Jackie Huba said that social media allows marketers to connect with customers in new and uniquely interactive ways, and that consumer participation and involvement begets customer loyalty. She also stressed that in today's market "you are your Google results." Joe Thornley wrote a great summary her presentation over on his ProPR blog.

Doug Walker of TBWA (and founder of the World Rock Paper Scissors Society) said that the RPS society was both the dumbest idea he ever had, and the most successful. In his view, the four principles of a successful word of mouth campaign are: authority, mutation (to keep perpsectives fresh and relevant), participation and accretion (one by one, things build mass around a centre of gravity.)

Janet Kestin, Chief Creative Officer at Ogilvy & Mather, is behind the Dove Campaign for Real Beauty campaign for Unilever. She talked about the Evolution video, the most successful branded viral film ever: they had so much traffic in the first 24 hours of launch that their server crashed, and had two million hits in two weeks. Within days, the mainstream media were reporting on it, and it has since been viewed by more than 600 milion people. The film alone reinvigorated the Real Beauty campaign and drove up share prices. Kestin, who admits she was a neophyte to social media at the beginning of the campaign, offers the following advice: "if you've done it, do it differently" and "fish where the fish are." She also says be open to the risk, read the wind and timing is everything, and believes that marketing in today's world means chasing interests and passion over demographics.

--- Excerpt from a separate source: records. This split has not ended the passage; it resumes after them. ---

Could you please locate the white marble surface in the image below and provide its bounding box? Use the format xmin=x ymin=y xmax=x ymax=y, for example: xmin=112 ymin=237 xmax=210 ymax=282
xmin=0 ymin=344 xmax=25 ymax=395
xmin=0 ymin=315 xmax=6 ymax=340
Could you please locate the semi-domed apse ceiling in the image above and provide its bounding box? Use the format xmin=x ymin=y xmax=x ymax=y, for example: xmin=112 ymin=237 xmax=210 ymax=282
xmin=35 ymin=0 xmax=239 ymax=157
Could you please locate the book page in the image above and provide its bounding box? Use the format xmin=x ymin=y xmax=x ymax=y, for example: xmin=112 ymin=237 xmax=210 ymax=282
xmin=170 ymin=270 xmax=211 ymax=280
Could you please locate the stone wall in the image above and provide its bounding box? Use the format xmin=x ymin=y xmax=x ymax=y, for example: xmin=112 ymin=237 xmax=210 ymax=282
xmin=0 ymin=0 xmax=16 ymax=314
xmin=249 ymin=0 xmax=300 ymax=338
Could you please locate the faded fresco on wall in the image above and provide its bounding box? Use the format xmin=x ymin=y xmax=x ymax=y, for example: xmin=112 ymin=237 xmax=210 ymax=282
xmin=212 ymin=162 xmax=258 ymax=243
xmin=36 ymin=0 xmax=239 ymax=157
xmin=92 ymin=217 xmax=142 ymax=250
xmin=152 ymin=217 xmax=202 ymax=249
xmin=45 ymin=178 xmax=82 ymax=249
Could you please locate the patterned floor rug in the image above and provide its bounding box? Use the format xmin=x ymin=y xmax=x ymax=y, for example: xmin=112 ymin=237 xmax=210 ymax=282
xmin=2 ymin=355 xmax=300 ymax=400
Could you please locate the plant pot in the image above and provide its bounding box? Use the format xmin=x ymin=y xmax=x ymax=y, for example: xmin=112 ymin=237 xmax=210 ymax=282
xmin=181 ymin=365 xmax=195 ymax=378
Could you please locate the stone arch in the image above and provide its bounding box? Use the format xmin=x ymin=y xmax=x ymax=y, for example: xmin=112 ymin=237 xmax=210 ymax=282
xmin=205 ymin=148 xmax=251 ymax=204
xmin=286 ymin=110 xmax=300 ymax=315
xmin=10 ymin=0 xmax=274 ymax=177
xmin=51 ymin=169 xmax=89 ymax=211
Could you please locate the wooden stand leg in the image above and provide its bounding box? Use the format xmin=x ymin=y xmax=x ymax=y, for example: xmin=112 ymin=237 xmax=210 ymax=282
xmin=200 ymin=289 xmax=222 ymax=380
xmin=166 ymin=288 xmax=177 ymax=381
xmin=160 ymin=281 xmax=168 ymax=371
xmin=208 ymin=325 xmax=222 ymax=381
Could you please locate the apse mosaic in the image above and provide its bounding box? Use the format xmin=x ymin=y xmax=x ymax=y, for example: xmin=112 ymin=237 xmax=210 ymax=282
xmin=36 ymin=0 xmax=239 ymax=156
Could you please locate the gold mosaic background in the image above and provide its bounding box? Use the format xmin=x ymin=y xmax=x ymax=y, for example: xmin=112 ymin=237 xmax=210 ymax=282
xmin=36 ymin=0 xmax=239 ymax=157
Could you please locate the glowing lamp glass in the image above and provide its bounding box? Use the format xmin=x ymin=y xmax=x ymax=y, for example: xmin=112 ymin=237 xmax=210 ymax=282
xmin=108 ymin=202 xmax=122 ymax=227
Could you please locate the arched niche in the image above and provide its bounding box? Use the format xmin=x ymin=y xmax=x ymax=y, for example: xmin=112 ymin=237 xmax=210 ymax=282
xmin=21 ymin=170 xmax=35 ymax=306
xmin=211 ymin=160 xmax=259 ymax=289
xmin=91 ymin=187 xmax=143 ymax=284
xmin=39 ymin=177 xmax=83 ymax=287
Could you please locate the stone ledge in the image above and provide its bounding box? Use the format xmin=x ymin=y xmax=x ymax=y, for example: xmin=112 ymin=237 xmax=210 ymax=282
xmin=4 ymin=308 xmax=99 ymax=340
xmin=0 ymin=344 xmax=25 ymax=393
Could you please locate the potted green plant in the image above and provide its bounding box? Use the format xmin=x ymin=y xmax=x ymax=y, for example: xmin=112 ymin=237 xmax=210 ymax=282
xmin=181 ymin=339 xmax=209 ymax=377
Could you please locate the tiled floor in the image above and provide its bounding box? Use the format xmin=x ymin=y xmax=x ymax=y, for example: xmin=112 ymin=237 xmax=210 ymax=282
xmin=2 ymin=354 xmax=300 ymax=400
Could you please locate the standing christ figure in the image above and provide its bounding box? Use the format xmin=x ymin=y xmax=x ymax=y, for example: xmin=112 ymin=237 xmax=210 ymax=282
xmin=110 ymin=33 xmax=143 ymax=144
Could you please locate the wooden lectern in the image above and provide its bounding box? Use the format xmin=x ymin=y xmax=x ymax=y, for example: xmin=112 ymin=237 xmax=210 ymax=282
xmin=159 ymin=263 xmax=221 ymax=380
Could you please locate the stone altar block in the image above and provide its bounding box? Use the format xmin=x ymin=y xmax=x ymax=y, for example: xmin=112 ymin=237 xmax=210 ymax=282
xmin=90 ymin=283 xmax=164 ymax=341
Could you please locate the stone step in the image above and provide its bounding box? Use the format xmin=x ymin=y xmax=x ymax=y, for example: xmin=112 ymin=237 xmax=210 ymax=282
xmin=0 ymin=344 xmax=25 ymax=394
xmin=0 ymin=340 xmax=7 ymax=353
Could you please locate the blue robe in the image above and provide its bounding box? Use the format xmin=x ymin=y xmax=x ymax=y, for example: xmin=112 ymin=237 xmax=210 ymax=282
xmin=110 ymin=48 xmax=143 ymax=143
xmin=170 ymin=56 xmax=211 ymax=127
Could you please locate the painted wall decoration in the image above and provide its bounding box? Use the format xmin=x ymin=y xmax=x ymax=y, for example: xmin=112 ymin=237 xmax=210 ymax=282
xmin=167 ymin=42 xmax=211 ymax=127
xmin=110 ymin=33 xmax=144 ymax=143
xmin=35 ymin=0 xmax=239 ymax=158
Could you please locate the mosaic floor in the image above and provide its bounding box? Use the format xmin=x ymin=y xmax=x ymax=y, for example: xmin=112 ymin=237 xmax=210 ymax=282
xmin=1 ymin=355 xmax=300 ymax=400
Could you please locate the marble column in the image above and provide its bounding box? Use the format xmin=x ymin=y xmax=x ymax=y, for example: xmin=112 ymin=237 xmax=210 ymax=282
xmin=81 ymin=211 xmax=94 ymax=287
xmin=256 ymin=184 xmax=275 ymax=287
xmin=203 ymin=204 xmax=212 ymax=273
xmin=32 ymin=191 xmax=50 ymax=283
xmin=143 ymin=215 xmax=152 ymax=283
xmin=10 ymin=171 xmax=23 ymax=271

The last two sessions of the day had some lively interactive debating on the social media and word of mouth marketing. Some quick hits from the panel featuring David Jones of Fleishman-Hillard, Rob Cottingham of Social Signal and Steve Osgoode from HarperCollins:
  • Social media is risk. "If you don't have the stones for it, don't bother."
  • Web 1.0 was about eyeballs. Web 2.0 is about hands (as in, poised over the keyboard, typing madly.)
  • If it makes your boss squirm, you're probably on the right track.
  • It doesn't matter whether social media 'belongs' to the PR deparment, the marketing department, communications or the CEO. What's important is that somebody does it, and somebody is participating in a meaningful way. It requires internal champions.
  • The value of social media cannot be measured in ROI terms. Expectations cannot be results-driven.
  • Sell social media in your organization as something new to try, not the be-all end-all solution.
  • Some users, especially those unfamiliar with the platform, might find Second Life tedious and horribly unintuitive. What's far more important than where it is now is what it is capable of being and where it is heading (just like the Internet in 1995 compared to now.)

It was truly an excellent conference. Take a tour around the blogosphere for some other perspectives on the day's festivities: One Degree (and here, too), Scott MacDonald, and Sean from Craphammer had spoken up as of press time.